The same goes for Ann Cleeves’s Vera Stanhope mysteries. I’ve loved all of them and also gained new appreciation from the audiobooks. Two of my favorites are HIDDEN DEPTHS, performed by Ann Dover, and THE SEAGULL, in an Earphones Award performance by Janine Birkett.
Finally, narrators can teach authors to write better. Word choice, punctuation, sentence structure, and, one of my pet peeves, the overuse of “he said, she said” can all be improved if a writer is willing to hear and pay attention to their audiobooks. Dear departed Barbara Mertz, author of the Amelia Peabody mysteries, said that listening to Barbara Rosenblat helped her clean up her act. Gone were hard-to-pronounce words and convoluted paragraphs leading nowhere. Learn more about their collaborations in this conversation with Barbara Rosenblat on The Download.

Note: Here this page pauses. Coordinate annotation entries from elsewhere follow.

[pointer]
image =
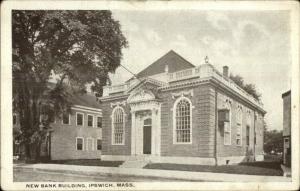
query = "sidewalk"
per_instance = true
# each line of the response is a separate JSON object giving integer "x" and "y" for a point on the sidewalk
{"x": 183, "y": 175}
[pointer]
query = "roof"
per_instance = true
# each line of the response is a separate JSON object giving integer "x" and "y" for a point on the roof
{"x": 87, "y": 100}
{"x": 174, "y": 61}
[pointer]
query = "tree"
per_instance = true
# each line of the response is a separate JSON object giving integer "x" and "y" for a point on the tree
{"x": 78, "y": 48}
{"x": 249, "y": 88}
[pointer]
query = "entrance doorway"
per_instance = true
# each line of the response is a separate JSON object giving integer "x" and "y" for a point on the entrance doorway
{"x": 147, "y": 136}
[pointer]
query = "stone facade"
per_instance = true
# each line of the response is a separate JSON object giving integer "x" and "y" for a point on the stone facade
{"x": 156, "y": 96}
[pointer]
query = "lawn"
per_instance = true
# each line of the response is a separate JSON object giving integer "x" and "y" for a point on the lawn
{"x": 87, "y": 162}
{"x": 253, "y": 168}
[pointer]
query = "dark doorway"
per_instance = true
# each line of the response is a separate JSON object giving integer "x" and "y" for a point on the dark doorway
{"x": 147, "y": 136}
{"x": 247, "y": 135}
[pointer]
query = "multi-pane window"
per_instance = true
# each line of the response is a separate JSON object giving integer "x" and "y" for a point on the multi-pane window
{"x": 239, "y": 119}
{"x": 90, "y": 120}
{"x": 99, "y": 122}
{"x": 99, "y": 144}
{"x": 79, "y": 119}
{"x": 66, "y": 119}
{"x": 227, "y": 129}
{"x": 183, "y": 121}
{"x": 79, "y": 144}
{"x": 14, "y": 119}
{"x": 90, "y": 144}
{"x": 247, "y": 135}
{"x": 118, "y": 126}
{"x": 255, "y": 138}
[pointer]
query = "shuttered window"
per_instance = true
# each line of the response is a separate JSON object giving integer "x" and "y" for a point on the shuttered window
{"x": 239, "y": 120}
{"x": 118, "y": 126}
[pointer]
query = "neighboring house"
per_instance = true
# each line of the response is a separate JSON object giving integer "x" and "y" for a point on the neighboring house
{"x": 287, "y": 128}
{"x": 176, "y": 112}
{"x": 77, "y": 135}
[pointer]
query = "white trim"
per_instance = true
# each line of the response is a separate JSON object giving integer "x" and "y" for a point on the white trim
{"x": 87, "y": 108}
{"x": 239, "y": 109}
{"x": 82, "y": 119}
{"x": 62, "y": 120}
{"x": 82, "y": 143}
{"x": 228, "y": 106}
{"x": 88, "y": 111}
{"x": 93, "y": 122}
{"x": 97, "y": 144}
{"x": 15, "y": 115}
{"x": 87, "y": 143}
{"x": 113, "y": 129}
{"x": 174, "y": 121}
{"x": 96, "y": 126}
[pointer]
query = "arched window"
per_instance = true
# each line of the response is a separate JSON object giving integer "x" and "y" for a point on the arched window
{"x": 118, "y": 126}
{"x": 227, "y": 126}
{"x": 182, "y": 121}
{"x": 239, "y": 120}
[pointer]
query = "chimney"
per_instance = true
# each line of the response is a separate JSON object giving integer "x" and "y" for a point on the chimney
{"x": 225, "y": 71}
{"x": 166, "y": 68}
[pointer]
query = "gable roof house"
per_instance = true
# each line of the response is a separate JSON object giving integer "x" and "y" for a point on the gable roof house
{"x": 77, "y": 135}
{"x": 175, "y": 112}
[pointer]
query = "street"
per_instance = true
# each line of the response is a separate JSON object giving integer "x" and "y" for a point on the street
{"x": 32, "y": 175}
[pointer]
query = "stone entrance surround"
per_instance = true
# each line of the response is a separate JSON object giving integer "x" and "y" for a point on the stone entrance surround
{"x": 143, "y": 106}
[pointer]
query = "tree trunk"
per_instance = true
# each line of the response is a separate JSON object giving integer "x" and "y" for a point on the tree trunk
{"x": 37, "y": 151}
{"x": 27, "y": 151}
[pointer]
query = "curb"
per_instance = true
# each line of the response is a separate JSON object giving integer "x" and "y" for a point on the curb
{"x": 167, "y": 174}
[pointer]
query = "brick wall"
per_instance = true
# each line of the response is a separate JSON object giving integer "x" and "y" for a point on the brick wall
{"x": 233, "y": 149}
{"x": 108, "y": 148}
{"x": 63, "y": 139}
{"x": 287, "y": 115}
{"x": 202, "y": 124}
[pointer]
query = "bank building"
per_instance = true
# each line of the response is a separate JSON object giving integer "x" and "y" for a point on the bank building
{"x": 176, "y": 112}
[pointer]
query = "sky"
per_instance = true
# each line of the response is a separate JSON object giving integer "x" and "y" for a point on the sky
{"x": 254, "y": 44}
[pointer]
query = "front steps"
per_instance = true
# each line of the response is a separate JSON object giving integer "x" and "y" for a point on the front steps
{"x": 135, "y": 162}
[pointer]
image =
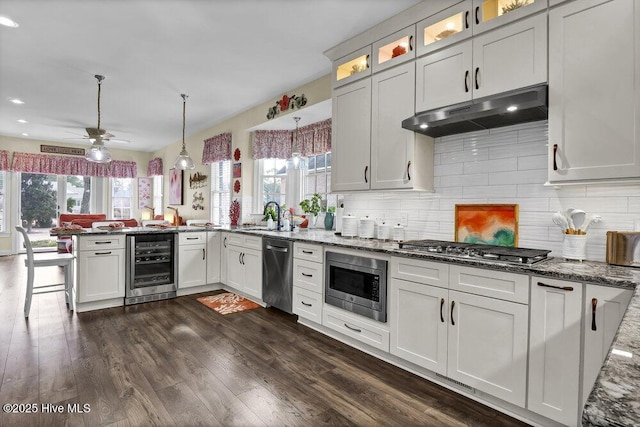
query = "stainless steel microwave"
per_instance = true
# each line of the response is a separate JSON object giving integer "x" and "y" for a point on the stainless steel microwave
{"x": 357, "y": 284}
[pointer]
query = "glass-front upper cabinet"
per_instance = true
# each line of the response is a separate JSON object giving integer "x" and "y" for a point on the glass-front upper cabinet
{"x": 444, "y": 28}
{"x": 394, "y": 49}
{"x": 488, "y": 14}
{"x": 352, "y": 67}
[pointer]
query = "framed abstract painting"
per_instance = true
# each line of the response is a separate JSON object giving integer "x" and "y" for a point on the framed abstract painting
{"x": 487, "y": 224}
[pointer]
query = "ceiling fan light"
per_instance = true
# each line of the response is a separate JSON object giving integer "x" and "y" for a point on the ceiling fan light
{"x": 98, "y": 153}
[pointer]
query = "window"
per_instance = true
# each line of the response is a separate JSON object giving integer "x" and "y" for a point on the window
{"x": 4, "y": 211}
{"x": 273, "y": 180}
{"x": 121, "y": 195}
{"x": 318, "y": 178}
{"x": 220, "y": 191}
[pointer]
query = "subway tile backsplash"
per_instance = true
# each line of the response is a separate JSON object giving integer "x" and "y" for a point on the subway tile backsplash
{"x": 504, "y": 165}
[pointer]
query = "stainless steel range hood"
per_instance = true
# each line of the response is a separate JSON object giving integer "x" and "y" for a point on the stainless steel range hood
{"x": 509, "y": 108}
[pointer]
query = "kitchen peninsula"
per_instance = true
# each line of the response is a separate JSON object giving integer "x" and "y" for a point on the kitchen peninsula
{"x": 613, "y": 400}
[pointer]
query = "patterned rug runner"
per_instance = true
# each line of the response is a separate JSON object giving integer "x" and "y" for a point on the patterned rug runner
{"x": 228, "y": 303}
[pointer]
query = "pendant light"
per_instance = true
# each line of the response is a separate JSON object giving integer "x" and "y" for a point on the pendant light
{"x": 295, "y": 156}
{"x": 184, "y": 161}
{"x": 98, "y": 153}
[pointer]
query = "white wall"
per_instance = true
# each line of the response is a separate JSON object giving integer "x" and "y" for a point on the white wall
{"x": 504, "y": 165}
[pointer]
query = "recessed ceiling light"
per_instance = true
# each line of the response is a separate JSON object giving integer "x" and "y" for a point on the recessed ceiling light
{"x": 8, "y": 22}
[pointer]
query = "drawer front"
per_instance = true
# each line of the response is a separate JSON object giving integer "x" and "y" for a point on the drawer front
{"x": 192, "y": 238}
{"x": 308, "y": 275}
{"x": 420, "y": 271}
{"x": 307, "y": 304}
{"x": 252, "y": 242}
{"x": 354, "y": 327}
{"x": 490, "y": 283}
{"x": 91, "y": 243}
{"x": 309, "y": 252}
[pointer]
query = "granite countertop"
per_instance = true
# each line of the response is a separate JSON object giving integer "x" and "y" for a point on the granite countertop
{"x": 615, "y": 399}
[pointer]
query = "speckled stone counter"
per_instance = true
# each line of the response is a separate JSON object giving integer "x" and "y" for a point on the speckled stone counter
{"x": 615, "y": 399}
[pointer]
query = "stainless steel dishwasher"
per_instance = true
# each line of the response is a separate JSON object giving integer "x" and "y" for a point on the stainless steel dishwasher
{"x": 277, "y": 273}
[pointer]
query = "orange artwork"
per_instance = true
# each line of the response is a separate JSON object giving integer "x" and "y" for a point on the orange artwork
{"x": 487, "y": 224}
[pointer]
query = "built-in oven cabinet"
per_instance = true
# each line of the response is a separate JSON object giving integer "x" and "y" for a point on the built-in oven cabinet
{"x": 244, "y": 263}
{"x": 192, "y": 259}
{"x": 511, "y": 57}
{"x": 357, "y": 327}
{"x": 447, "y": 318}
{"x": 214, "y": 239}
{"x": 308, "y": 281}
{"x": 100, "y": 269}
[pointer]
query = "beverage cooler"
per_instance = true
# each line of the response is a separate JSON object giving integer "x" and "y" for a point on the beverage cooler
{"x": 151, "y": 267}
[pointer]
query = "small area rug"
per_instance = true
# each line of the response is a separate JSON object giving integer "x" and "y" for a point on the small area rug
{"x": 228, "y": 303}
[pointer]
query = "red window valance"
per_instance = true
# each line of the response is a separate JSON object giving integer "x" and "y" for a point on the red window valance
{"x": 66, "y": 165}
{"x": 216, "y": 149}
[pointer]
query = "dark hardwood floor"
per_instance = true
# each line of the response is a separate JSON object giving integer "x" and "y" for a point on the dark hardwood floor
{"x": 177, "y": 362}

The powerhouse writing team of Douglas Preston and Lincoln Child also credit their narrators with educating them. Preston told AudioFile that, “It’s always instructive to hear a good reader read your work. It points out hidden strengths and weaknesses, and it helps you hear the music (or lack thereof) of your prose.” The Preston and Child narrators include David Birney, Scott Brick, David Colacci, and René Auberjonois, who recently delivered a terrific performance of CITY OF ENDLESS NIGHT, the 17th Pendergast suspense novel. “More writers should meet their audio narrators,” says Preston, to which I say, “Here, here.”
So, given that lots of us listen to an audiobook because of the narrator, what do you think your favorite narrators do for the authors they read?